Well I think part of it stems from his father’s family constantly calling me a bad mother to the point where social services was brought in. Who saw through their abuse.
Anonymous
Anonymous wrote:
Anonymous wrote:
Anonymous wrote:
Anonymous wrote:
Anonymous wrote:I’ve been harmed by therapy. It’s a profession with a lot of quacks, no quality control, and no accountability. And if it goes wrong they always blame the patient.


It was an online therapist during Covid who put the idea into my kid’s head that transgenderism might fix everything. Out of nowhere.

This happened to my son, too. He has OCD, with scrupulosity and gender focused anxiety, all exacerbated by puberty and the pandemic. He wondered aloud if he could be trans and she jumped right on it. Told him it was a big breakthrough, encouraged him to visit numerous gender affirming websites, etc. Interestingly, his anxiety and OCD symptoms increased. It was an elaborate extrication process getting him away from that quack. 1.5 years later, his OCD is well managed and he is 100% certain he is male and is comfortable and happy with that fact.


How did he get to the point where he had OCD with “scrupulously and gender focused anxiety” in the first place? Hmm? Why was he wondering about being trans in the first place? What were you doing or not doing at home that led to that?



DP. Are you kidding me? It seems like half of my teen’s friends have gender focused anxiety (and at least one has OCD as well). This is ridiculously common these days. Has nothing to do with what parents are or aren’t doing at home.
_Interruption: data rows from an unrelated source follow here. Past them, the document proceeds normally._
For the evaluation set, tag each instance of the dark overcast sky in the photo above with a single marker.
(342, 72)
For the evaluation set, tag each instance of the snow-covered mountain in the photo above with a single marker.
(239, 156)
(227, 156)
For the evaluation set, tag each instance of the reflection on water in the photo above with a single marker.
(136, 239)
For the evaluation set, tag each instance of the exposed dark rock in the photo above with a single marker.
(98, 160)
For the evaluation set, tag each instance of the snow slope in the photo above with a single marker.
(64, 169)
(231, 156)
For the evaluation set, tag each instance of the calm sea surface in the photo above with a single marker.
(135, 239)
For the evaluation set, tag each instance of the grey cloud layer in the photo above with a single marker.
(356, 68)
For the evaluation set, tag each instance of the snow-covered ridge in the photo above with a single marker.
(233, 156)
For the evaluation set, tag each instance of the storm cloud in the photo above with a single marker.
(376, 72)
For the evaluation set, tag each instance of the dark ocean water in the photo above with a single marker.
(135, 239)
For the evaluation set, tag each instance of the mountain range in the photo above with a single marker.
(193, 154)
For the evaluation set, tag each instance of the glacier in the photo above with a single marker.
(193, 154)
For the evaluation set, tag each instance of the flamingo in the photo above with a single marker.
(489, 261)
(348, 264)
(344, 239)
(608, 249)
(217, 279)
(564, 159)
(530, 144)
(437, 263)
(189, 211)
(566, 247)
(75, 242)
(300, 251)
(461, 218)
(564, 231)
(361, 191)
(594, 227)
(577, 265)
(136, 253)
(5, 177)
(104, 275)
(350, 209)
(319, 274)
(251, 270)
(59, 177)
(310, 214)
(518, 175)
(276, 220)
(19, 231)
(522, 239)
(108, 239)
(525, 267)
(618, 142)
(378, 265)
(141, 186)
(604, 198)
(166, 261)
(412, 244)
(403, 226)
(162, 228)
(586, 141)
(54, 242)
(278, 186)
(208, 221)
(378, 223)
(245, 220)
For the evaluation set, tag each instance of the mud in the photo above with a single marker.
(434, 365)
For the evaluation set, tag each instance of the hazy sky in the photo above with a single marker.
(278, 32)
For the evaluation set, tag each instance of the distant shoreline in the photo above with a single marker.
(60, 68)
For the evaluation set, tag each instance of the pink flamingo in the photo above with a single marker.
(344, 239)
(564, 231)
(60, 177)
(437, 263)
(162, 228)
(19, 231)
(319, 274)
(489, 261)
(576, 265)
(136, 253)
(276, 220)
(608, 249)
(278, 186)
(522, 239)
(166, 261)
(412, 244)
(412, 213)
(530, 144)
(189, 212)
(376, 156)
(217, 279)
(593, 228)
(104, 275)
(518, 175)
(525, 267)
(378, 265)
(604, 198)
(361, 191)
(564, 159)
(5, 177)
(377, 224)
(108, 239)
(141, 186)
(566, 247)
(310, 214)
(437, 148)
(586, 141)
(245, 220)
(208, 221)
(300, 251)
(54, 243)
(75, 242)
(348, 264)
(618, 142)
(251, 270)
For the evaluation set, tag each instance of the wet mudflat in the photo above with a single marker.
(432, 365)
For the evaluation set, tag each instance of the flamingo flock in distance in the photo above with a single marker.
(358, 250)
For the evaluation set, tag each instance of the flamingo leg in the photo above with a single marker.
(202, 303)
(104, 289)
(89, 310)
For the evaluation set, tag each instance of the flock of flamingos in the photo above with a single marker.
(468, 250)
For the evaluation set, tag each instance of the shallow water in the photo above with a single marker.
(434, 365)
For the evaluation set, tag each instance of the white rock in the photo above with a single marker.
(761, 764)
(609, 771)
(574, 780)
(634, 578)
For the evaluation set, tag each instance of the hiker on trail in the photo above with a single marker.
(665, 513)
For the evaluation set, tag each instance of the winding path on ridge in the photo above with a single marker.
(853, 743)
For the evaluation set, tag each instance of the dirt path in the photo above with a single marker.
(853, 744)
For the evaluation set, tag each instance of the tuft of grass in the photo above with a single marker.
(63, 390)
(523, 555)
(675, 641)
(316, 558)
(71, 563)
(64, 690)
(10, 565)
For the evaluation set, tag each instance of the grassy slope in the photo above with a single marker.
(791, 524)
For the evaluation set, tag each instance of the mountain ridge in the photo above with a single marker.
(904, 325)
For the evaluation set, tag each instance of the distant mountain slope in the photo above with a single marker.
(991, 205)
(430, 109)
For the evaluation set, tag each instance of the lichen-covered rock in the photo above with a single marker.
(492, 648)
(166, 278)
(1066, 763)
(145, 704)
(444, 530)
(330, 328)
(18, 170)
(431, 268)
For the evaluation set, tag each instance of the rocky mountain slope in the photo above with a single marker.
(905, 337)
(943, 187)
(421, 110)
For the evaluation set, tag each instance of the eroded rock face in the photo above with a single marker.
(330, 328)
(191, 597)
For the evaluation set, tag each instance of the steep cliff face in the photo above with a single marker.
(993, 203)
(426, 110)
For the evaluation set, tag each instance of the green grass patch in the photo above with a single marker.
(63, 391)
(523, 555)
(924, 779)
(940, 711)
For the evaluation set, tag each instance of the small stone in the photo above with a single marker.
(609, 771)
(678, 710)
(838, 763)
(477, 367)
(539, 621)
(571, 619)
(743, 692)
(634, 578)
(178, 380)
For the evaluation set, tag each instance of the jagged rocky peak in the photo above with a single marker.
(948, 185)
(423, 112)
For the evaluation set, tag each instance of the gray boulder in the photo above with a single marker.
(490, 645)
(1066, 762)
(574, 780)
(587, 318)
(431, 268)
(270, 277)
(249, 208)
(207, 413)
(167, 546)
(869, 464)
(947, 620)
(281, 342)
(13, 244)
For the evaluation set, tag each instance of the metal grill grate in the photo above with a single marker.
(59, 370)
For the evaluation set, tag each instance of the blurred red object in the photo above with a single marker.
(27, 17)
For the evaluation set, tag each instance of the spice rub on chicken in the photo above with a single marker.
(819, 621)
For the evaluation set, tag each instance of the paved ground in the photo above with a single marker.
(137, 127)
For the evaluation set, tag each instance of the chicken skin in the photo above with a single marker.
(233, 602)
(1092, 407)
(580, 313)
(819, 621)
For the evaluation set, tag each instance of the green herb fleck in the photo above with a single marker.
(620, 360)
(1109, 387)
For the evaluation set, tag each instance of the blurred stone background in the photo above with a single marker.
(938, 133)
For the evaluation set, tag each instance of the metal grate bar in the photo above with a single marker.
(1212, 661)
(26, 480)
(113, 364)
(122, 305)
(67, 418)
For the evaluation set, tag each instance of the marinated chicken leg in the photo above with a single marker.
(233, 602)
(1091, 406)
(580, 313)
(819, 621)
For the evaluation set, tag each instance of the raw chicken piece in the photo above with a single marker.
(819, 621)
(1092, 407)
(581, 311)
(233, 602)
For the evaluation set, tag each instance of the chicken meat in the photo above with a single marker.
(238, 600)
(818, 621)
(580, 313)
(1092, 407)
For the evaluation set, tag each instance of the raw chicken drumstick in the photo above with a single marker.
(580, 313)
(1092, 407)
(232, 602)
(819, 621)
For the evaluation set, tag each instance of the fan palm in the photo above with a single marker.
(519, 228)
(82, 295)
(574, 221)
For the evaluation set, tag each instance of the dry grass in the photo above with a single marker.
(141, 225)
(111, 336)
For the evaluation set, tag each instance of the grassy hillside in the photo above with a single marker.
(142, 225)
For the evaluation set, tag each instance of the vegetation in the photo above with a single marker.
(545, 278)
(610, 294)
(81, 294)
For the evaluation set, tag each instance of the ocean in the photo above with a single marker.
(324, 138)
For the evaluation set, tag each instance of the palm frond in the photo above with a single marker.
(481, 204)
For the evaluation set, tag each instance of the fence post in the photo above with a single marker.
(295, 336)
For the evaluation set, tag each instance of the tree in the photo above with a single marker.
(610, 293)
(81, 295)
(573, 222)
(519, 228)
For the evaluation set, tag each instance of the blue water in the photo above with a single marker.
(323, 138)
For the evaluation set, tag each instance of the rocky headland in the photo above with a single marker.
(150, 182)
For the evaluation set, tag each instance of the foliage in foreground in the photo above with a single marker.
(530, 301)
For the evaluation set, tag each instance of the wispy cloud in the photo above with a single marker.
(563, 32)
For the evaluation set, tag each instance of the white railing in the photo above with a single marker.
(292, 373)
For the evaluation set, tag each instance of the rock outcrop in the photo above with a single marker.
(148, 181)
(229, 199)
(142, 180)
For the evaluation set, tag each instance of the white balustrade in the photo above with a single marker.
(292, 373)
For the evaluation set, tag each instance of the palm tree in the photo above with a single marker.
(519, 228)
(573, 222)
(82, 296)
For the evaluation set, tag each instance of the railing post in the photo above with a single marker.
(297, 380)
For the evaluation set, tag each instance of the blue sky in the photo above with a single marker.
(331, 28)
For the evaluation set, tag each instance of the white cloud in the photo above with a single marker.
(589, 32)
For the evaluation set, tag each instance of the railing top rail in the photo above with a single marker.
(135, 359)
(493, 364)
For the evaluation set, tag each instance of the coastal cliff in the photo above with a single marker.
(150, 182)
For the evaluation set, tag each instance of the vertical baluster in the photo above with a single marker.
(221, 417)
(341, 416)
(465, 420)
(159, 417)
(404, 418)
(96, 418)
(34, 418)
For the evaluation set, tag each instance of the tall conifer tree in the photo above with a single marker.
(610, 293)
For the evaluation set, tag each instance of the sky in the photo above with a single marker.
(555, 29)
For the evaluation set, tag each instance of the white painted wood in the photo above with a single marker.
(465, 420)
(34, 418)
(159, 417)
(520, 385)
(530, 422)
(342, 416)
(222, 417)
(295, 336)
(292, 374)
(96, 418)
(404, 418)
Exactly. Look first at the publics
Anonymous
Anonymous wrote:I’ve often thought therapy would be more productive e if a normal expected part of it was for the therapist to get feedback from others who interact most with the patient. They are only hearing one side of the story so it’s hard to assess the problem and assist the patient. It’s hard enough to do that even with child/teens in therapy, but basically impossible for adults in therapy.


A good therapist should be able to figure out who the unreliable narrators are. But, as with every other profession, YMMV.
Anonymous
Anonymous wrote:I think therapy is joke in most cases and I hate that it’s become so commonplace, particularly among teenagers. I read the article and that the concept of mutuality—thinking of both your own needs and those of others—even needed to be explained and prescribed is indicative of how self-centered we’ve become as a society.


+1

I of course believe in therapy for people suffering from deep trauma, etc. but huge eye roll at people defining their boundaries, dropping the rope, lol.

For what it’s worth, i have a sibling suffering from manic deprsssion with delusions. Will not get help. He is a classic case, but fears and distrusts doctors and medicine. It has been tough as his sister and I have orayed he wouod go to a therapist or any doctor at all! So i personally believe the people who really beed therapy will rarely go.